Truffé d’idées visuelles, d’action, d’humour et nimbé de mélancolie, le film de Wes Anderson puise dans sa noirceur une joie contagieuse.
Avouons-le, toutes brillantes soient-elles, les maisons de poupées “mélancomiques” de Wes Anderson ne nous surprennent plus vraiment depuis Fantastic Mr Fox. Ce passage à l’animation en stop-motion semblait être à l’aboutissement logique de la maniaquerie légendaire du Texan, en même temps qu’un possible point de non-retour : quel besoin de s’ennuyer avec le « réel » désormais quand on pouvait à ce point contrôler chaque poil d’oreille au millimètre près, plan par plan ? Le stop -motion et Anderson étaient fait pour s’entendre et la perfection de Mr Fox était là pour le confirmer : elle avait quelque chose d’indépassable. Ce n’est peut-être pas un hasard si les deux films « live » qui ont succédé au sommet vulpin, Moonrise Kingdom et The Grand Budapest Hotel, empruntaient une pente rétro : scout sixties à la photo jaunie dans l’un, hôtel mortifère de l’entre-guerre dans l’autre.

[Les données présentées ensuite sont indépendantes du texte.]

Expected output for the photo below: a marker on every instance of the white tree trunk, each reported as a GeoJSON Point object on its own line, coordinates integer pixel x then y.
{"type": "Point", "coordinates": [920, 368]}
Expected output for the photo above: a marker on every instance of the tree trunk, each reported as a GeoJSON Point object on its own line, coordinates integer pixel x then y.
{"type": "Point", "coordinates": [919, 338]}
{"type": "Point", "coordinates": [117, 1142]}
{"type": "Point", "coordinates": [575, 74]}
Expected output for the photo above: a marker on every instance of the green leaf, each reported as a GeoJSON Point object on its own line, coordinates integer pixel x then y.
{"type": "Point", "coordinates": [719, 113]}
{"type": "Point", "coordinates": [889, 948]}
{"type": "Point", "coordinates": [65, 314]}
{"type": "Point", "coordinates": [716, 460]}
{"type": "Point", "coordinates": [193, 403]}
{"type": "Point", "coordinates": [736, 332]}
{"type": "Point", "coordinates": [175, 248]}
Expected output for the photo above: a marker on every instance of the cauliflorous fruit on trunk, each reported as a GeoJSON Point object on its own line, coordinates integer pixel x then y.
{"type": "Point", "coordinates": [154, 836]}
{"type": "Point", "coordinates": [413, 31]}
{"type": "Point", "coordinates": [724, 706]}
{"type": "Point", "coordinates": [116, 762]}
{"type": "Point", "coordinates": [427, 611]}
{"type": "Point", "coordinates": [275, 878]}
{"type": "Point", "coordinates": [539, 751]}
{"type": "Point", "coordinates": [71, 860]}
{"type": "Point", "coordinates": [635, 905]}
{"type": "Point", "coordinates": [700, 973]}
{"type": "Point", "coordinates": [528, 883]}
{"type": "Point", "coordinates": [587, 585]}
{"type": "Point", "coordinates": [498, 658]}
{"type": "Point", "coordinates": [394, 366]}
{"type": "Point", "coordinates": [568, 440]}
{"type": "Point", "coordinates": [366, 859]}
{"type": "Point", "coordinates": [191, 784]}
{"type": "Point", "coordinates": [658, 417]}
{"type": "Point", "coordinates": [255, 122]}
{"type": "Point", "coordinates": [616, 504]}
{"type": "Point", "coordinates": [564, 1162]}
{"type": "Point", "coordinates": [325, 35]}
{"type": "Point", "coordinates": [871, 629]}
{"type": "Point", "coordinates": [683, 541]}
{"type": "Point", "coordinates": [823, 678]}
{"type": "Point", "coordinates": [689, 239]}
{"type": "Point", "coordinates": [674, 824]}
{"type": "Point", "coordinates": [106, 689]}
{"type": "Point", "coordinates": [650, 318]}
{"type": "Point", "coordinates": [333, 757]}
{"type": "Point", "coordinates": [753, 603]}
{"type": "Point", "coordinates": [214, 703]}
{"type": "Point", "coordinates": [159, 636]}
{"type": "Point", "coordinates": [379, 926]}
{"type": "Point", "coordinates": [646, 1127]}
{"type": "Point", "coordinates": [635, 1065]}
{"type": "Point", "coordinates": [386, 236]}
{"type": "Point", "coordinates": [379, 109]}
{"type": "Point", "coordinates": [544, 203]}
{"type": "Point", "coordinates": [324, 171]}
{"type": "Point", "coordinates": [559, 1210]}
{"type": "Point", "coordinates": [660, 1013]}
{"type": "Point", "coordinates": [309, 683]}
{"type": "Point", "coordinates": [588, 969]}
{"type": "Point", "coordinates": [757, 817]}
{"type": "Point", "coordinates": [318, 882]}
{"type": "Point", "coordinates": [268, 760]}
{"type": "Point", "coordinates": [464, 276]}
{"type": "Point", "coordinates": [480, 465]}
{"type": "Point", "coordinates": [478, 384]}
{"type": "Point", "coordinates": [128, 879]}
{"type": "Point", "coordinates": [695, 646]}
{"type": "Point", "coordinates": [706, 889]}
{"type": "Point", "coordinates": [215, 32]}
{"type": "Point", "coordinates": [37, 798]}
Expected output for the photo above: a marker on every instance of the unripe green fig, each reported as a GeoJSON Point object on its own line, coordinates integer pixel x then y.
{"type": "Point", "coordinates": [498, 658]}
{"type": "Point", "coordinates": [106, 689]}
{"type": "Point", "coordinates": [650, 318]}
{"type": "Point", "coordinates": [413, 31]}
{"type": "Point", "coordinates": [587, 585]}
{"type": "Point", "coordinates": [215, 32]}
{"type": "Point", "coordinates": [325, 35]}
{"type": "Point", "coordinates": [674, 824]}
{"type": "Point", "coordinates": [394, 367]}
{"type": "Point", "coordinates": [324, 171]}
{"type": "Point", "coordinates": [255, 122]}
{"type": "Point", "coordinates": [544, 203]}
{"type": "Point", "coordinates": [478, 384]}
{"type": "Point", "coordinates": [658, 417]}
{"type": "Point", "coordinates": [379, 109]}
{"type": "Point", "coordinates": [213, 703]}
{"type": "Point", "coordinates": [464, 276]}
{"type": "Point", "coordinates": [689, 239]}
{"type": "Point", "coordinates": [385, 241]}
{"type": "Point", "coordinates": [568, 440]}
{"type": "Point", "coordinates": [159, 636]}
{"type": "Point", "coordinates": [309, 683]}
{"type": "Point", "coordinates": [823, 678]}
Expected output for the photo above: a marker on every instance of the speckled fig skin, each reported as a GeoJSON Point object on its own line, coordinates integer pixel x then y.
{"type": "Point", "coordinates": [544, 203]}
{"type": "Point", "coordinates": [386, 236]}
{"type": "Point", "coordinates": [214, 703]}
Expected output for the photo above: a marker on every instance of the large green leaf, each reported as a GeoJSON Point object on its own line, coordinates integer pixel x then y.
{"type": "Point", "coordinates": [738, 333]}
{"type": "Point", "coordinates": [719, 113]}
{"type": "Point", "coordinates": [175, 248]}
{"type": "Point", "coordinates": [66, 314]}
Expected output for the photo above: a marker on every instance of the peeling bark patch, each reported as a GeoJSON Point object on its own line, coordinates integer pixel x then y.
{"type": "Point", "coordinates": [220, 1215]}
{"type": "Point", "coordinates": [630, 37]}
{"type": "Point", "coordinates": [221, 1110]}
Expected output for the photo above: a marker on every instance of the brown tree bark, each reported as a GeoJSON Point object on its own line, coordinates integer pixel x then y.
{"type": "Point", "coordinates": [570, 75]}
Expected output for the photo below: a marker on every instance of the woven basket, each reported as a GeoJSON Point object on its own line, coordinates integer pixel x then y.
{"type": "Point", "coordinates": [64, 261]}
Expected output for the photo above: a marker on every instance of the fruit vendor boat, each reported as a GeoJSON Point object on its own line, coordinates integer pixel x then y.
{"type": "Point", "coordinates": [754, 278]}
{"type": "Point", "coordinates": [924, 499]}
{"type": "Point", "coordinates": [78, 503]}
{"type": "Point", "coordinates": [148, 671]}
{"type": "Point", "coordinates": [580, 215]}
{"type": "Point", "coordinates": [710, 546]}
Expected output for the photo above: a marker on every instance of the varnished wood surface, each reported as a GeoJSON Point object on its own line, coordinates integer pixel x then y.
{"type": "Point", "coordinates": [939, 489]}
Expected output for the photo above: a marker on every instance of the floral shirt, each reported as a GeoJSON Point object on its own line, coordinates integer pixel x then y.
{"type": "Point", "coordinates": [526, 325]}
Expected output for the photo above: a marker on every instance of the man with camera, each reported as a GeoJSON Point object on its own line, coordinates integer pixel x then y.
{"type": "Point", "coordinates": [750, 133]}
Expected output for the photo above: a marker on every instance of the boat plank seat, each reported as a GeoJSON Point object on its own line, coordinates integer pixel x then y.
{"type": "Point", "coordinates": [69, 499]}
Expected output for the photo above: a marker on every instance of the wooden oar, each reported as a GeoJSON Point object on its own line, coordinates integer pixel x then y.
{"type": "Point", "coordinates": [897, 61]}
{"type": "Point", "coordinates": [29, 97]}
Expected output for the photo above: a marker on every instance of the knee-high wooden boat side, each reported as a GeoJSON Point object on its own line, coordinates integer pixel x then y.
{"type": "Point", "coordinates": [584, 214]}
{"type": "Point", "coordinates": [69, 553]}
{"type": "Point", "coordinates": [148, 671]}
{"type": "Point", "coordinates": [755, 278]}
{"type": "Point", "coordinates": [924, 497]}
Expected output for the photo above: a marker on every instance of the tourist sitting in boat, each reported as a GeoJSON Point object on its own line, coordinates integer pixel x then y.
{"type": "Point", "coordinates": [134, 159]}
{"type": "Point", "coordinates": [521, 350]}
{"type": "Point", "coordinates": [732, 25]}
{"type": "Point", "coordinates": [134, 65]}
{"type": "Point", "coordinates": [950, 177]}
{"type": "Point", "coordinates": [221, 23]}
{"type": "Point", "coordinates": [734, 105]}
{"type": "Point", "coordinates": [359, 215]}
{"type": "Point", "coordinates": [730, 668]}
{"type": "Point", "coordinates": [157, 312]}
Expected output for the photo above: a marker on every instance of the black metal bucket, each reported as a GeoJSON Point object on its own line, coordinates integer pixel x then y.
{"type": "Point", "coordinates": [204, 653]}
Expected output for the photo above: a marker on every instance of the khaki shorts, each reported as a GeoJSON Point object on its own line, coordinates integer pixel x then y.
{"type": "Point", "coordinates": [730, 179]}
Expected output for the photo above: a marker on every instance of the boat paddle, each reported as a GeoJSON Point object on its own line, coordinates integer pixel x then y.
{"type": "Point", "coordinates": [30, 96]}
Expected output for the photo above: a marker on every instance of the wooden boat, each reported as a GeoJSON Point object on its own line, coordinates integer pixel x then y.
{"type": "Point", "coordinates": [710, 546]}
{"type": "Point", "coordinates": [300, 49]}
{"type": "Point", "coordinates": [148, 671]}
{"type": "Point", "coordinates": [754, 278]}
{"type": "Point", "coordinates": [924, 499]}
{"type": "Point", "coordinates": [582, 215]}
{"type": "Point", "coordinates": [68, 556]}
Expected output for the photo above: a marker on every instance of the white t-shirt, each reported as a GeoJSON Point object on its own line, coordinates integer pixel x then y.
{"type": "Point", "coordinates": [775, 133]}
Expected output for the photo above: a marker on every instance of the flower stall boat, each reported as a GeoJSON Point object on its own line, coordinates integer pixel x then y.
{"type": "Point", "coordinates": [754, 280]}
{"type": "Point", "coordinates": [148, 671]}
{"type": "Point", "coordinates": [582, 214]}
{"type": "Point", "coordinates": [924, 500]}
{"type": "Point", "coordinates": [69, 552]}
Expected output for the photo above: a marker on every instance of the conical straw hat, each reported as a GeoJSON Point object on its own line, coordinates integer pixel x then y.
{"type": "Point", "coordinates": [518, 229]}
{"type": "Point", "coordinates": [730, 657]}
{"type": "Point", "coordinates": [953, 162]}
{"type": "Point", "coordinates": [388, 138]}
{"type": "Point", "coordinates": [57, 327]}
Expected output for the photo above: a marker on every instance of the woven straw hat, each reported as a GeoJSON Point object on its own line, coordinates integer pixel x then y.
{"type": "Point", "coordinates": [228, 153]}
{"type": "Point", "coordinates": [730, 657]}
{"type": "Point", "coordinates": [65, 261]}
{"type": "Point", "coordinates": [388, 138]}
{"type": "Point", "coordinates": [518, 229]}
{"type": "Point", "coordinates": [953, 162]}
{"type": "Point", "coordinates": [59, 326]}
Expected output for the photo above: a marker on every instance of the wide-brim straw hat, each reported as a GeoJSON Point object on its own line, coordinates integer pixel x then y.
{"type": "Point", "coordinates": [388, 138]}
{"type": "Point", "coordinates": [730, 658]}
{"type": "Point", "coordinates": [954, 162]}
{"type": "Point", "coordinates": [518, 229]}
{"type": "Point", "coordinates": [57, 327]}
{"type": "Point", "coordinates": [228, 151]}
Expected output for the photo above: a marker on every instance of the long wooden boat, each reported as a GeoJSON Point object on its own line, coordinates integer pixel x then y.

Ce cinéma-là, aussi plastiquement virtuose soit-il, sentait le renfermé. Son inventivité formelle s’étalait dans un romanesque sous cloche, presque aseptisé, telle une fleur exotique cultivée en serre. Quand ses thuriféraires y voyaient la preuve d’un génie au faîte de sa maîtrise plastique, d’autres, moins cléments, commençaient à humer dans ses effets de signature les signes avant-coureurs d’une décadence artistique à la Tim Burton.
Mâles alpha
L’île aux chiens arrive donc à point nommé. Son pitch d’épopée SF nippone animée en volume laisse espérer un salvateur coup de guidon. Nous voilà donc au Japon, dans 20 ans. Les chiens sont devenus has-been. L’épidémie de grippe canine n’aide pas : la métropole imaginaire de Megasaki décide d’envoyer les pauvres toutous en quarantaine. Les rebuts sur pattes vivent désormais dans une sordide île couverte de détritus. Ghettoïsés, les ex-meilleurs amis de l’homme sont désormais livrés à eux-mêmes, affligés de puces, de toux grasses et d’inquiétantes carence en croquettes. Dans leur malheur, les parias vont pourtant avoir la chance de prouver leur valeur aux yeux des humains quand Atari, un garçon de 12 ans, atterrit sur l’Ile Poubelle à bord de son avion artisanal. Neveu du maire véreux de Megasaki, l’orphelin en tenue d’astronaute est à la recherche de son chien Spots. Malgré d’innombrables périls (meute cannibale, déchets toxiques, etc), les cinq cabots vont aider l’enfant dans sa mission, et par la même occasion, fourrer leur truffe de mâles alpha intrépides dans une vaste affaire de conspiration politique.
Hybridations
Imaginez Les Douze salopards d’Aldrich, incarnés par les canidés tragiques de The Plague Dogues, mais version kawai et en 3D, et mis en relief par les profondeurs de champ d’Akira Kurosawa dans un Japon rétro-futuriste et bilingue. A priori hétérogènes, ces éléments s’intègrent parfaitement aux motifs habituels d’Anderson, aussi bien formels que thématiques : on retrouve ses personnages de génies inadaptés, orphelins magnifiques et autres mavericks mélancoliques, dont l’insularité existentielle, y compris au sein de leur propre communauté, s’exprime à même la composition des plans, morcellés à l’extrême (splits screens, symétrie, hyperfocale). Mais au lieu de se contenter de recycler son folklore intime, Anderson le met en tension avec celui d’un Japon fantasmé, le fait foisonner en jouant avec humour sur le bilinguisme (et l’incommunicabilité), mais aussi sur les hybridations musicales (pop indé et tambours Taiko) ou les régimes d’image (anime, estampes, théâtre d’ombres). Le Texan branche ainsi l’Occident sur le Soleil Levant, le polar sixties sur le futur pré-apocalyptique, le formol sur le Biactol. L’émotion se cogne à l’abstraction, ne gagne pas à chaque coup certes, mais étincelle il y a, et franchement, elle a de la gueule.